This Could Have Been Bad - but he doesn't care

(Hi friends, it's been a while. I wanted to get my thoughts out while it's fresh - and I thought for too long on a title so you get what you get). Oh shoot, post published and I thought of the title 'Off Leash Woes pt 2'. Darn.

I went for a walk tonight, just me Rey and Riley. Brave I am. I had Rey on a head harness, with her e-collar and a two-foot leash. Riley was on a four-foot leash with a traffic handle on a flat collar, his e-collar unfortunately was dead and I decided to go without. He has truly improved on his walking so I trusted him with that.


Our walk was a dream, they did so well. Riley needed a few simple leash corrections and some strong biceps at times, but he did truly well. It was such a nice evening, the air was lovely and we had a truly pleasant walk.


Until.


We were coming by a house that we know well. There is this lovely gentleman who clearly loves dogs, he always asks to say hi. He has once said hi to Reese back in 2018 and it was such a great time. He has since met Rey and Riley as well. I smile at him and see another man who was not so gentle. He then calls across the lawn "No 'insert dog name". I look to where he's talking to and see an elderly Boston Terrier like dog who is off-leash staring down Rey and Riley. We are across the road.

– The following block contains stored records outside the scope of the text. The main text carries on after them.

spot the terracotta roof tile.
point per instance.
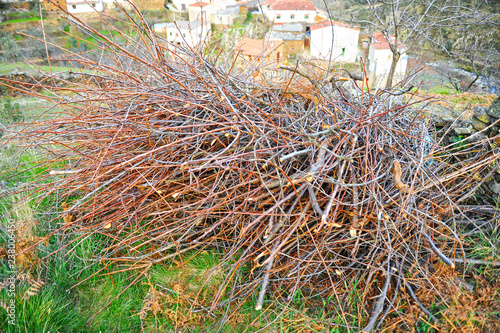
(253, 47)
(199, 4)
(329, 23)
(381, 42)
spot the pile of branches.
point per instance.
(310, 181)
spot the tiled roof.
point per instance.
(381, 42)
(199, 4)
(289, 5)
(254, 47)
(329, 23)
(289, 27)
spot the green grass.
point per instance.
(444, 90)
(9, 67)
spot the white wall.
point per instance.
(285, 15)
(84, 7)
(184, 36)
(345, 43)
(205, 12)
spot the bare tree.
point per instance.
(409, 23)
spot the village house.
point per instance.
(267, 52)
(84, 6)
(182, 4)
(289, 11)
(183, 32)
(334, 40)
(202, 11)
(380, 59)
(215, 12)
(248, 6)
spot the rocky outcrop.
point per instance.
(16, 81)
(482, 130)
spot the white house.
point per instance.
(334, 40)
(183, 32)
(82, 6)
(380, 58)
(289, 11)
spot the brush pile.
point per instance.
(311, 183)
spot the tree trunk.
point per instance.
(390, 76)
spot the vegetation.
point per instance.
(75, 275)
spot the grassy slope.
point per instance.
(163, 300)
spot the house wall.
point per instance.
(52, 8)
(202, 13)
(185, 36)
(345, 44)
(379, 64)
(183, 4)
(226, 18)
(284, 16)
(291, 47)
(84, 7)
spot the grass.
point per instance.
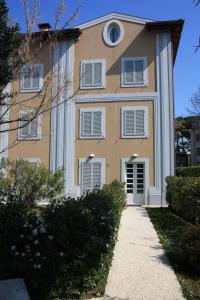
(169, 228)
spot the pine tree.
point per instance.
(10, 41)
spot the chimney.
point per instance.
(44, 26)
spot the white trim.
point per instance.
(39, 127)
(106, 33)
(121, 97)
(108, 17)
(96, 109)
(33, 160)
(145, 71)
(41, 78)
(63, 114)
(134, 108)
(164, 125)
(146, 167)
(91, 160)
(4, 127)
(103, 74)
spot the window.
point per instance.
(198, 151)
(134, 71)
(31, 78)
(92, 174)
(92, 123)
(93, 74)
(134, 122)
(113, 33)
(32, 130)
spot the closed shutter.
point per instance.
(139, 71)
(98, 74)
(140, 122)
(34, 127)
(87, 74)
(133, 72)
(134, 122)
(91, 123)
(97, 123)
(91, 176)
(128, 74)
(86, 177)
(86, 123)
(96, 175)
(129, 122)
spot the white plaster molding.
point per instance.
(111, 16)
(4, 127)
(82, 98)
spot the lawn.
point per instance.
(169, 228)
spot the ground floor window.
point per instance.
(92, 174)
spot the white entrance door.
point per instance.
(135, 188)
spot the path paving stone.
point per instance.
(140, 269)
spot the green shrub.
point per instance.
(193, 171)
(183, 196)
(27, 184)
(189, 247)
(75, 242)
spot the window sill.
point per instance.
(134, 85)
(135, 137)
(91, 137)
(92, 87)
(29, 138)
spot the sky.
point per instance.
(187, 66)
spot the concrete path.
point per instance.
(140, 269)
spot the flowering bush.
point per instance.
(65, 249)
(26, 184)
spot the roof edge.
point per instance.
(111, 16)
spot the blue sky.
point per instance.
(187, 67)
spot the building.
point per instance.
(115, 120)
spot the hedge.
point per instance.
(188, 171)
(65, 250)
(183, 196)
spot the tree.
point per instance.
(18, 53)
(195, 103)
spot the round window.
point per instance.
(113, 33)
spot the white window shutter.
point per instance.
(87, 74)
(86, 123)
(128, 72)
(139, 71)
(129, 122)
(86, 177)
(96, 175)
(35, 74)
(140, 114)
(97, 117)
(97, 74)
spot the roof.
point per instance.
(111, 16)
(174, 26)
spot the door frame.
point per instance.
(143, 160)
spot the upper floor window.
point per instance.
(113, 33)
(92, 74)
(134, 122)
(134, 71)
(31, 78)
(29, 126)
(92, 123)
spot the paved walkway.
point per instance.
(140, 269)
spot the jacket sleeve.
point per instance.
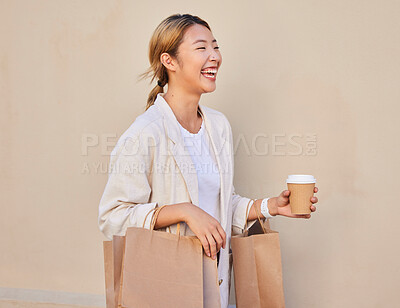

Again he yells "no" as his dog darts across the street at us. I was right in my assumption that he would not be aggressive (I simply hoped since he was of leash) but Riley is so excitable and Rey can be protective of Riley. As the dog comes towards us I try to put myself between the three dogs. Neither Rey or Riley can get more than two-feet away, but this dog was circling.

I circled four times before yelling "Can you please get your dog!" I check my shoulder to find the non-gentleman walking towards us casually and laughing. It's been a week and I was not in the mood. I said "sir this is not funny!" and he grabs his dog. He still laughs. Rey and Riley are getting twisted. I said "This could have been really bad!" and he replied.... "then control your dogs."


Whut.


I tell him that his dog needs to be on a leash and shouldn't come running across the road at us! I said that his dog could have been bitten. He replies "Then bring them over and let them bite." (Why. Why is he like this).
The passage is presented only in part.